Havre Des Pas – New Topographics

As a class, we went on a photography walk from Havre des Pas to La Collette – photographing the collaboration of the town and the seaside in the style of the new topographics. We used a shutter speed of 1/125 and an automatic ISO on the Tv setting to achieve a darker, less exposed look on the final images we took.

With each image, I tried to implement some form of natural formation with something visible manmade, to create a contrast between humans and nature, such as trees near a construction site, the beach and the pier itself, etc.

I also tried to feature some people in my images to give them a little more life – asking classmates to stand somewhere, taking candid photos of them, etc.

I then sorted through each photograph using the pick tool, rejecting images that were blurred, too close to someone, or ones that just didn’t have a very functional composition – too dark, too overexposed, etc.

After selecting the images I found the most interesting, I was left with 53 compositions that I could mess around with.
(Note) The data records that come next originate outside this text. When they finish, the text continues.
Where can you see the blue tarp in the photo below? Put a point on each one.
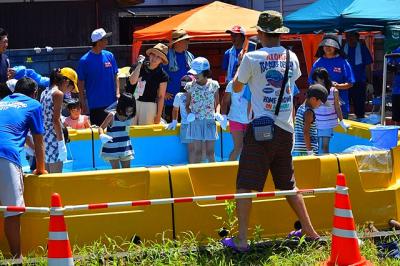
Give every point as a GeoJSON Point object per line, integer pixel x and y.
{"type": "Point", "coordinates": [322, 15]}
{"type": "Point", "coordinates": [341, 15]}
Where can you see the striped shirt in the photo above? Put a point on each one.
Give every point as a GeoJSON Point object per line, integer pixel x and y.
{"type": "Point", "coordinates": [120, 146]}
{"type": "Point", "coordinates": [326, 116]}
{"type": "Point", "coordinates": [299, 143]}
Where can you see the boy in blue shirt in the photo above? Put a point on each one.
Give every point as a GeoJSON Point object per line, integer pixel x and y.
{"type": "Point", "coordinates": [19, 113]}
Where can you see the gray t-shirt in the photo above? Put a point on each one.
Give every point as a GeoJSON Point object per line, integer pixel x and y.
{"type": "Point", "coordinates": [263, 71]}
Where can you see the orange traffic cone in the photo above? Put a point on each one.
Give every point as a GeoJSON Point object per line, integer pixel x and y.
{"type": "Point", "coordinates": [59, 249]}
{"type": "Point", "coordinates": [345, 249]}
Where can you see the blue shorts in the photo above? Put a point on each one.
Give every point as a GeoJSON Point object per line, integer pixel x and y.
{"type": "Point", "coordinates": [328, 132]}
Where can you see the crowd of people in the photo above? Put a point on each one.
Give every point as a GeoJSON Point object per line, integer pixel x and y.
{"type": "Point", "coordinates": [172, 85]}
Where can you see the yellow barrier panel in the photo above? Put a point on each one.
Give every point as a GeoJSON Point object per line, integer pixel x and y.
{"type": "Point", "coordinates": [147, 222]}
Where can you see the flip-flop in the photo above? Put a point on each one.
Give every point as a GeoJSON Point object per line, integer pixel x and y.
{"type": "Point", "coordinates": [230, 243]}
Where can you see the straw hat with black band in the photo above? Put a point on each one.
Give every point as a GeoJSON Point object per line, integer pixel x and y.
{"type": "Point", "coordinates": [160, 50]}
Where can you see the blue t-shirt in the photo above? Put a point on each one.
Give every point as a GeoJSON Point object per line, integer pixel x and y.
{"type": "Point", "coordinates": [339, 71]}
{"type": "Point", "coordinates": [4, 65]}
{"type": "Point", "coordinates": [359, 70]}
{"type": "Point", "coordinates": [98, 72]}
{"type": "Point", "coordinates": [396, 80]}
{"type": "Point", "coordinates": [18, 114]}
{"type": "Point", "coordinates": [174, 83]}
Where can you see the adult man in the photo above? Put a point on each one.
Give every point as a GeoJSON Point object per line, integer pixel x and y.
{"type": "Point", "coordinates": [4, 61]}
{"type": "Point", "coordinates": [19, 113]}
{"type": "Point", "coordinates": [230, 59]}
{"type": "Point", "coordinates": [97, 74]}
{"type": "Point", "coordinates": [179, 59]}
{"type": "Point", "coordinates": [359, 58]}
{"type": "Point", "coordinates": [263, 70]}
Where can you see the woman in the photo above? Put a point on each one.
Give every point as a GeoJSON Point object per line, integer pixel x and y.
{"type": "Point", "coordinates": [333, 60]}
{"type": "Point", "coordinates": [61, 81]}
{"type": "Point", "coordinates": [151, 84]}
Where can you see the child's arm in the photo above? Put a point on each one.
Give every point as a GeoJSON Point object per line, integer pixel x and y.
{"type": "Point", "coordinates": [337, 104]}
{"type": "Point", "coordinates": [86, 121]}
{"type": "Point", "coordinates": [29, 142]}
{"type": "Point", "coordinates": [58, 99]}
{"type": "Point", "coordinates": [342, 86]}
{"type": "Point", "coordinates": [175, 112]}
{"type": "Point", "coordinates": [308, 119]}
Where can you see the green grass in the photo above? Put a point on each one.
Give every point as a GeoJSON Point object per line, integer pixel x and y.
{"type": "Point", "coordinates": [188, 251]}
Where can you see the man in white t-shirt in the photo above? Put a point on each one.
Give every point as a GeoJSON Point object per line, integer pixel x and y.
{"type": "Point", "coordinates": [263, 70]}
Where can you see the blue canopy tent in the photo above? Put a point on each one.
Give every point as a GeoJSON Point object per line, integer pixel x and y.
{"type": "Point", "coordinates": [320, 16]}
{"type": "Point", "coordinates": [370, 14]}
{"type": "Point", "coordinates": [341, 15]}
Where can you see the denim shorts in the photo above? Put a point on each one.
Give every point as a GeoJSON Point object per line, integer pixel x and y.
{"type": "Point", "coordinates": [259, 157]}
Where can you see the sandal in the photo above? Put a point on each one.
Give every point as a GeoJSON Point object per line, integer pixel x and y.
{"type": "Point", "coordinates": [229, 242]}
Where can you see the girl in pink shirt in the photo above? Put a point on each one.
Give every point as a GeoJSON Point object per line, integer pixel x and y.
{"type": "Point", "coordinates": [76, 120]}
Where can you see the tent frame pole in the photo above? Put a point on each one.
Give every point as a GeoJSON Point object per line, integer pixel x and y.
{"type": "Point", "coordinates": [384, 83]}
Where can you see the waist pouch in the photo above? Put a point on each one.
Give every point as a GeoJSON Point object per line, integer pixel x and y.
{"type": "Point", "coordinates": [263, 128]}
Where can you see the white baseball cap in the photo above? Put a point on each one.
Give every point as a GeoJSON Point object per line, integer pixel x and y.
{"type": "Point", "coordinates": [199, 65]}
{"type": "Point", "coordinates": [99, 34]}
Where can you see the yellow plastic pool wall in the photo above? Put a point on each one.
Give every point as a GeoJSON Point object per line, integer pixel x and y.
{"type": "Point", "coordinates": [85, 227]}
{"type": "Point", "coordinates": [374, 197]}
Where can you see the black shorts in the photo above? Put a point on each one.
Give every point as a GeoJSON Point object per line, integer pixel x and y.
{"type": "Point", "coordinates": [396, 107]}
{"type": "Point", "coordinates": [258, 157]}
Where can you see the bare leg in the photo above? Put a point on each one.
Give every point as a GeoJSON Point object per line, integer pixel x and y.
{"type": "Point", "coordinates": [210, 150]}
{"type": "Point", "coordinates": [197, 144]}
{"type": "Point", "coordinates": [54, 167]}
{"type": "Point", "coordinates": [12, 230]}
{"type": "Point", "coordinates": [191, 152]}
{"type": "Point", "coordinates": [114, 164]}
{"type": "Point", "coordinates": [237, 137]}
{"type": "Point", "coordinates": [243, 210]}
{"type": "Point", "coordinates": [126, 164]}
{"type": "Point", "coordinates": [297, 204]}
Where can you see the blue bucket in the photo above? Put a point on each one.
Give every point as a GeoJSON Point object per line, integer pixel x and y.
{"type": "Point", "coordinates": [384, 137]}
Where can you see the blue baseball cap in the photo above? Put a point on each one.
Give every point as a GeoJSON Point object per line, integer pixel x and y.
{"type": "Point", "coordinates": [199, 65]}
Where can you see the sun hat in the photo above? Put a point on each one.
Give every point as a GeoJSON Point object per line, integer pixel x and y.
{"type": "Point", "coordinates": [199, 65]}
{"type": "Point", "coordinates": [330, 40]}
{"type": "Point", "coordinates": [237, 29]}
{"type": "Point", "coordinates": [179, 35]}
{"type": "Point", "coordinates": [71, 75]}
{"type": "Point", "coordinates": [99, 34]}
{"type": "Point", "coordinates": [161, 50]}
{"type": "Point", "coordinates": [271, 21]}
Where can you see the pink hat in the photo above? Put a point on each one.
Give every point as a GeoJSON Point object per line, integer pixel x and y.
{"type": "Point", "coordinates": [237, 29]}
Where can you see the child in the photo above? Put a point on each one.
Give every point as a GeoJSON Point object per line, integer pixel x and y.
{"type": "Point", "coordinates": [305, 130]}
{"type": "Point", "coordinates": [202, 99]}
{"type": "Point", "coordinates": [180, 105]}
{"type": "Point", "coordinates": [326, 116]}
{"type": "Point", "coordinates": [238, 117]}
{"type": "Point", "coordinates": [75, 119]}
{"type": "Point", "coordinates": [117, 147]}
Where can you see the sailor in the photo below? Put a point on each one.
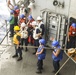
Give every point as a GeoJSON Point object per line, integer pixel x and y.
{"type": "Point", "coordinates": [30, 29]}
{"type": "Point", "coordinates": [72, 36]}
{"type": "Point", "coordinates": [57, 55]}
{"type": "Point", "coordinates": [22, 19]}
{"type": "Point", "coordinates": [41, 53]}
{"type": "Point", "coordinates": [40, 25]}
{"type": "Point", "coordinates": [24, 35]}
{"type": "Point", "coordinates": [36, 35]}
{"type": "Point", "coordinates": [17, 41]}
{"type": "Point", "coordinates": [12, 22]}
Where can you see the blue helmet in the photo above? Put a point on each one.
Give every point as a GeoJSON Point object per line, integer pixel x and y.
{"type": "Point", "coordinates": [12, 11]}
{"type": "Point", "coordinates": [22, 16]}
{"type": "Point", "coordinates": [74, 25]}
{"type": "Point", "coordinates": [42, 41]}
{"type": "Point", "coordinates": [15, 7]}
{"type": "Point", "coordinates": [55, 43]}
{"type": "Point", "coordinates": [30, 17]}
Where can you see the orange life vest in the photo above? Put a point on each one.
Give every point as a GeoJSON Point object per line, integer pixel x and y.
{"type": "Point", "coordinates": [72, 31]}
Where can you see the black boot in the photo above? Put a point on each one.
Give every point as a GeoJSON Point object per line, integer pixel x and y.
{"type": "Point", "coordinates": [26, 49]}
{"type": "Point", "coordinates": [20, 58]}
{"type": "Point", "coordinates": [39, 71]}
{"type": "Point", "coordinates": [14, 56]}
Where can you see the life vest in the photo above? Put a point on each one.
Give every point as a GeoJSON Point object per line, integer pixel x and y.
{"type": "Point", "coordinates": [16, 12]}
{"type": "Point", "coordinates": [15, 40]}
{"type": "Point", "coordinates": [43, 54]}
{"type": "Point", "coordinates": [41, 29]}
{"type": "Point", "coordinates": [35, 34]}
{"type": "Point", "coordinates": [22, 20]}
{"type": "Point", "coordinates": [72, 31]}
{"type": "Point", "coordinates": [12, 21]}
{"type": "Point", "coordinates": [30, 23]}
{"type": "Point", "coordinates": [23, 34]}
{"type": "Point", "coordinates": [60, 56]}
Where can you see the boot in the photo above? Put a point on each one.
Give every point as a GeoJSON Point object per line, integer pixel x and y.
{"type": "Point", "coordinates": [20, 58]}
{"type": "Point", "coordinates": [39, 71]}
{"type": "Point", "coordinates": [14, 56]}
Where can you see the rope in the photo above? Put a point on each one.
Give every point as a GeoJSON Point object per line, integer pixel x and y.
{"type": "Point", "coordinates": [63, 65]}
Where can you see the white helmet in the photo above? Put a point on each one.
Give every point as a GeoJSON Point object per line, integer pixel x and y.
{"type": "Point", "coordinates": [23, 24]}
{"type": "Point", "coordinates": [22, 5]}
{"type": "Point", "coordinates": [39, 18]}
{"type": "Point", "coordinates": [34, 23]}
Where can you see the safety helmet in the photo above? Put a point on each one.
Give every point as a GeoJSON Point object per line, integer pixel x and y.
{"type": "Point", "coordinates": [22, 16]}
{"type": "Point", "coordinates": [34, 23]}
{"type": "Point", "coordinates": [16, 28]}
{"type": "Point", "coordinates": [39, 18]}
{"type": "Point", "coordinates": [23, 24]}
{"type": "Point", "coordinates": [55, 43]}
{"type": "Point", "coordinates": [30, 17]}
{"type": "Point", "coordinates": [15, 7]}
{"type": "Point", "coordinates": [22, 5]}
{"type": "Point", "coordinates": [12, 11]}
{"type": "Point", "coordinates": [42, 41]}
{"type": "Point", "coordinates": [74, 25]}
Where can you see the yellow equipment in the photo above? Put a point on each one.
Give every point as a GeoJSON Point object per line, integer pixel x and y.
{"type": "Point", "coordinates": [16, 28]}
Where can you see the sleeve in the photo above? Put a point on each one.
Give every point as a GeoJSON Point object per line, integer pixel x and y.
{"type": "Point", "coordinates": [19, 38]}
{"type": "Point", "coordinates": [10, 18]}
{"type": "Point", "coordinates": [37, 31]}
{"type": "Point", "coordinates": [42, 27]}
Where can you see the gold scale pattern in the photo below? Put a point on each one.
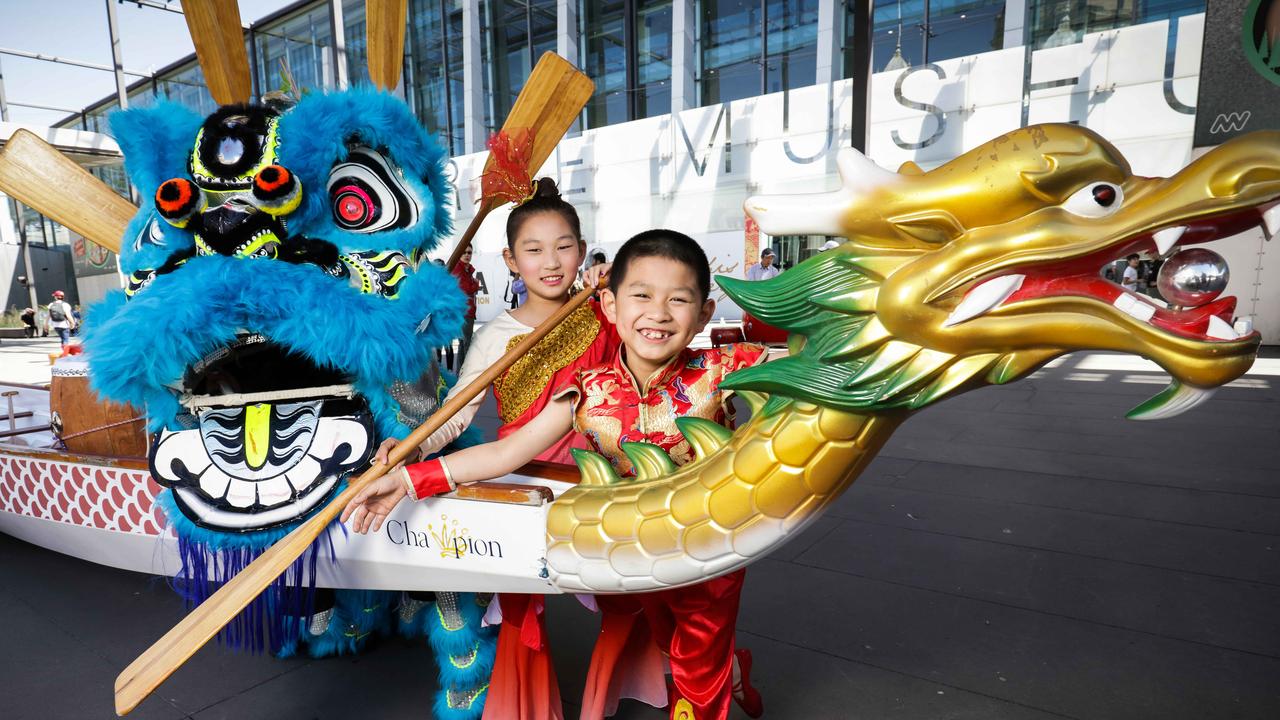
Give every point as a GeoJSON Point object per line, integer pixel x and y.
{"type": "Point", "coordinates": [767, 482]}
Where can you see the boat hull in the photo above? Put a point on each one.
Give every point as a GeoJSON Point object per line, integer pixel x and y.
{"type": "Point", "coordinates": [104, 510]}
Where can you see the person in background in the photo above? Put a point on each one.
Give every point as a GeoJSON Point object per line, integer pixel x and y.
{"type": "Point", "coordinates": [28, 322]}
{"type": "Point", "coordinates": [466, 274]}
{"type": "Point", "coordinates": [62, 319]}
{"type": "Point", "coordinates": [766, 268]}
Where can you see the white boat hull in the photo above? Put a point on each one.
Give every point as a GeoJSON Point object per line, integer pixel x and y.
{"type": "Point", "coordinates": [105, 513]}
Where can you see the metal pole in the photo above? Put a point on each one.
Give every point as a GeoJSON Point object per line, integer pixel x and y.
{"type": "Point", "coordinates": [339, 44]}
{"type": "Point", "coordinates": [860, 73]}
{"type": "Point", "coordinates": [113, 28]}
{"type": "Point", "coordinates": [19, 217]}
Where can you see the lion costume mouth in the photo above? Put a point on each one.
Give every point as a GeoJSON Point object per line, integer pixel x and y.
{"type": "Point", "coordinates": [268, 437]}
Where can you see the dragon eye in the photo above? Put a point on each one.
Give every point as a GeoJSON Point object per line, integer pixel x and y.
{"type": "Point", "coordinates": [1095, 200]}
{"type": "Point", "coordinates": [366, 194]}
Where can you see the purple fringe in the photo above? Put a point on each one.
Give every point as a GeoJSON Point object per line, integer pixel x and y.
{"type": "Point", "coordinates": [269, 621]}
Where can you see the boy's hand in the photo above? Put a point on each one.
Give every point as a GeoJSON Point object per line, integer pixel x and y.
{"type": "Point", "coordinates": [371, 506]}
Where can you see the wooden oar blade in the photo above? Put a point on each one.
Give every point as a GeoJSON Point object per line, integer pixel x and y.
{"type": "Point", "coordinates": [384, 33]}
{"type": "Point", "coordinates": [551, 100]}
{"type": "Point", "coordinates": [145, 674]}
{"type": "Point", "coordinates": [42, 178]}
{"type": "Point", "coordinates": [219, 40]}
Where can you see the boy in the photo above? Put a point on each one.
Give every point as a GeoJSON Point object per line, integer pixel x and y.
{"type": "Point", "coordinates": [658, 300]}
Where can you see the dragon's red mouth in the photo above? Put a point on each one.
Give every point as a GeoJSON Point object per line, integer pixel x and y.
{"type": "Point", "coordinates": [1079, 277]}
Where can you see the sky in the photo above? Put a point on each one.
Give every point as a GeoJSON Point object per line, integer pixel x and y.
{"type": "Point", "coordinates": [150, 39]}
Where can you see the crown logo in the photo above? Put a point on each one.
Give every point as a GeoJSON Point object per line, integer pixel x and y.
{"type": "Point", "coordinates": [452, 540]}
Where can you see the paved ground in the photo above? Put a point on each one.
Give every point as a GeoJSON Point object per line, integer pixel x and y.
{"type": "Point", "coordinates": [1020, 552]}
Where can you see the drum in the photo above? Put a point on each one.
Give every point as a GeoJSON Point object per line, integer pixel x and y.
{"type": "Point", "coordinates": [74, 409]}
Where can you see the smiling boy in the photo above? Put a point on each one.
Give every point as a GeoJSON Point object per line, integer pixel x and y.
{"type": "Point", "coordinates": [658, 299]}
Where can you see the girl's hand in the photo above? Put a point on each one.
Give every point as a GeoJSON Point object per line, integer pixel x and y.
{"type": "Point", "coordinates": [371, 506]}
{"type": "Point", "coordinates": [593, 274]}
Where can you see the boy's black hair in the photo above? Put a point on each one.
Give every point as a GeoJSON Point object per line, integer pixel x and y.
{"type": "Point", "coordinates": [663, 244]}
{"type": "Point", "coordinates": [547, 199]}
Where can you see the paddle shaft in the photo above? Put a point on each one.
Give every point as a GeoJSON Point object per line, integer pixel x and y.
{"type": "Point", "coordinates": [197, 628]}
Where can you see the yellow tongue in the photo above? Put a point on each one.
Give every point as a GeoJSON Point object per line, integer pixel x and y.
{"type": "Point", "coordinates": [257, 433]}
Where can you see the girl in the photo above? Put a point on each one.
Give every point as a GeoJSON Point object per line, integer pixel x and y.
{"type": "Point", "coordinates": [544, 249]}
{"type": "Point", "coordinates": [658, 300]}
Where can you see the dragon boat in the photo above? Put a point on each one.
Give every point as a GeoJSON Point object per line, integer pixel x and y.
{"type": "Point", "coordinates": [974, 273]}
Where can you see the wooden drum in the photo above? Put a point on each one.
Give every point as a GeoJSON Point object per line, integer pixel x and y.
{"type": "Point", "coordinates": [76, 409]}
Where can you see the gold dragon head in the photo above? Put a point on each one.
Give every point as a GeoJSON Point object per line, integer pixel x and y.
{"type": "Point", "coordinates": [987, 267]}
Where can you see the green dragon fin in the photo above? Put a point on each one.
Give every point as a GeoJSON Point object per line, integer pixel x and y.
{"type": "Point", "coordinates": [594, 468]}
{"type": "Point", "coordinates": [650, 461]}
{"type": "Point", "coordinates": [704, 436]}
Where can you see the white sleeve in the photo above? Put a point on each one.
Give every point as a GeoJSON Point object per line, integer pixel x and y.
{"type": "Point", "coordinates": [485, 350]}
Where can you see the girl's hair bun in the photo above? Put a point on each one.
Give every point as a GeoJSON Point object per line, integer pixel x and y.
{"type": "Point", "coordinates": [545, 188]}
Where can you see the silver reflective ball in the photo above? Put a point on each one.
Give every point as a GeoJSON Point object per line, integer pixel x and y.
{"type": "Point", "coordinates": [1193, 277]}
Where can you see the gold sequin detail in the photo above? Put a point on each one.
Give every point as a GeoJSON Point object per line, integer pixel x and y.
{"type": "Point", "coordinates": [526, 379]}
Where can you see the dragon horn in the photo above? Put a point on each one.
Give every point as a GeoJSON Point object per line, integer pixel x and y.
{"type": "Point", "coordinates": [824, 213]}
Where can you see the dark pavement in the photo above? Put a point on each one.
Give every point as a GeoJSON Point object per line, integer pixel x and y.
{"type": "Point", "coordinates": [1019, 552]}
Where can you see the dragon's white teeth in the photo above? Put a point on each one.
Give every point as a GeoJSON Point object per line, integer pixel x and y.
{"type": "Point", "coordinates": [1271, 222]}
{"type": "Point", "coordinates": [1130, 305]}
{"type": "Point", "coordinates": [274, 491]}
{"type": "Point", "coordinates": [241, 493]}
{"type": "Point", "coordinates": [1171, 401]}
{"type": "Point", "coordinates": [983, 297]}
{"type": "Point", "coordinates": [1168, 238]}
{"type": "Point", "coordinates": [213, 482]}
{"type": "Point", "coordinates": [1220, 328]}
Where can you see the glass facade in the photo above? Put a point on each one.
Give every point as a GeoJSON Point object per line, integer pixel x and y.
{"type": "Point", "coordinates": [433, 50]}
{"type": "Point", "coordinates": [754, 46]}
{"type": "Point", "coordinates": [626, 50]}
{"type": "Point", "coordinates": [302, 42]}
{"type": "Point", "coordinates": [913, 32]}
{"type": "Point", "coordinates": [516, 32]}
{"type": "Point", "coordinates": [1052, 23]}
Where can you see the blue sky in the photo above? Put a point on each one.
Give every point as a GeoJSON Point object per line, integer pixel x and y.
{"type": "Point", "coordinates": [150, 40]}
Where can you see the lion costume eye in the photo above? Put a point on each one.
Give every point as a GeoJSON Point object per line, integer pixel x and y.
{"type": "Point", "coordinates": [368, 195]}
{"type": "Point", "coordinates": [1095, 200]}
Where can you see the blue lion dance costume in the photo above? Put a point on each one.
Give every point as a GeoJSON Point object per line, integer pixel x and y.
{"type": "Point", "coordinates": [279, 320]}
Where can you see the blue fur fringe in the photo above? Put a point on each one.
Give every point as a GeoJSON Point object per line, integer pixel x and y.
{"type": "Point", "coordinates": [453, 643]}
{"type": "Point", "coordinates": [357, 616]}
{"type": "Point", "coordinates": [200, 308]}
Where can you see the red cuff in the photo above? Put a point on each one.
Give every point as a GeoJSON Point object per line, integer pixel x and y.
{"type": "Point", "coordinates": [429, 478]}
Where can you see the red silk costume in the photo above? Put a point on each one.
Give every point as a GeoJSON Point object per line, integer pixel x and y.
{"type": "Point", "coordinates": [693, 624]}
{"type": "Point", "coordinates": [524, 686]}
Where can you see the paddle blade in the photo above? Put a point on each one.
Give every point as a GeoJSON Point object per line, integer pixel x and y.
{"type": "Point", "coordinates": [215, 30]}
{"type": "Point", "coordinates": [145, 674]}
{"type": "Point", "coordinates": [551, 100]}
{"type": "Point", "coordinates": [42, 178]}
{"type": "Point", "coordinates": [384, 32]}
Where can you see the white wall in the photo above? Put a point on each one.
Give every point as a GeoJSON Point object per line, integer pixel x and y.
{"type": "Point", "coordinates": [693, 171]}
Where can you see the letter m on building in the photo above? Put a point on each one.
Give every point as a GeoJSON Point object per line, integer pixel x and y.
{"type": "Point", "coordinates": [1230, 122]}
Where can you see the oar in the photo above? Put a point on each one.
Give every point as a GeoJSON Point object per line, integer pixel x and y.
{"type": "Point", "coordinates": [215, 30]}
{"type": "Point", "coordinates": [551, 100]}
{"type": "Point", "coordinates": [384, 37]}
{"type": "Point", "coordinates": [197, 628]}
{"type": "Point", "coordinates": [41, 177]}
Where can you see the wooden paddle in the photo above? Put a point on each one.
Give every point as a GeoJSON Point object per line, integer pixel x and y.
{"type": "Point", "coordinates": [551, 100]}
{"type": "Point", "coordinates": [384, 37]}
{"type": "Point", "coordinates": [219, 39]}
{"type": "Point", "coordinates": [197, 628]}
{"type": "Point", "coordinates": [41, 177]}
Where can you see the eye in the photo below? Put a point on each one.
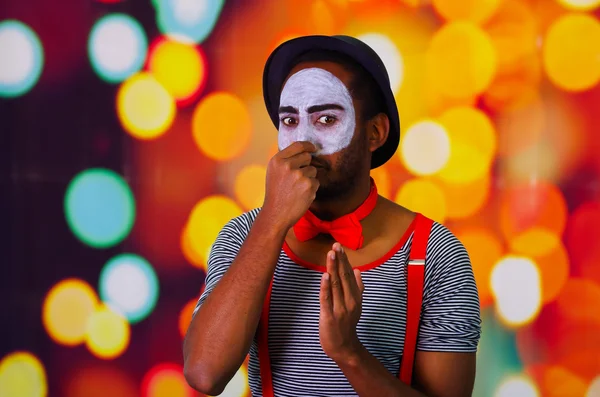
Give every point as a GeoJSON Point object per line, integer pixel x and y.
{"type": "Point", "coordinates": [326, 120]}
{"type": "Point", "coordinates": [288, 121]}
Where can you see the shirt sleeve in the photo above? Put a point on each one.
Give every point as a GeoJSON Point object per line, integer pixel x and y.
{"type": "Point", "coordinates": [451, 318]}
{"type": "Point", "coordinates": [222, 254]}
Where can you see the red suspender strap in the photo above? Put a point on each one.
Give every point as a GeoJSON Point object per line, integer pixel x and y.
{"type": "Point", "coordinates": [263, 347]}
{"type": "Point", "coordinates": [415, 281]}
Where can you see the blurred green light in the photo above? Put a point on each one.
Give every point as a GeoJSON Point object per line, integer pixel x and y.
{"type": "Point", "coordinates": [129, 285]}
{"type": "Point", "coordinates": [190, 21]}
{"type": "Point", "coordinates": [99, 207]}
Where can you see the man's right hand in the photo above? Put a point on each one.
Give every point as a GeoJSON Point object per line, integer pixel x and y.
{"type": "Point", "coordinates": [291, 183]}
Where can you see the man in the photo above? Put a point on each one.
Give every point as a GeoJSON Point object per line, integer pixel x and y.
{"type": "Point", "coordinates": [314, 284]}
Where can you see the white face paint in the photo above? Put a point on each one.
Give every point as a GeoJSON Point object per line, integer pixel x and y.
{"type": "Point", "coordinates": [315, 106]}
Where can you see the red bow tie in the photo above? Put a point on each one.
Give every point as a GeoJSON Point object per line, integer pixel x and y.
{"type": "Point", "coordinates": [346, 230]}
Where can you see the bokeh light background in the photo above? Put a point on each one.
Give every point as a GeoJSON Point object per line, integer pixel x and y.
{"type": "Point", "coordinates": [133, 130]}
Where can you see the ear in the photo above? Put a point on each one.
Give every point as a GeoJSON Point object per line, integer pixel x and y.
{"type": "Point", "coordinates": [378, 129]}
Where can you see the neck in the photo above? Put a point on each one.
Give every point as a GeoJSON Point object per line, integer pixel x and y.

I then edited the photos that I liked the most and was left with these as the results – I mostly focused on the temperature of them, bringing out the blue and yellow hues.

My favourite images were these six, each having a good balance of colour range, texture, and lighting.

Rural Landscape Photography

Fay Godwin

Rural landscape photography takes more focus on natural land, affected by humans, but in the less densely-populated areas, such as farmland or the countryside. Photographers such as Fay Godwin created pieces that capture a small piece of the sublime with humanity’s small additions to the natural landscape in these areas, like farmland, fenced-off pastures and meadows.

This works well with the concept of the new topographics, as it combines elements of nature with man-made structures – while still showing humanity’s impact on the natural world.

I could try to take a similar photoshoot, travelling to the more rural areas of the island, and taking photographs of farmland and fields to create a dramatic composition.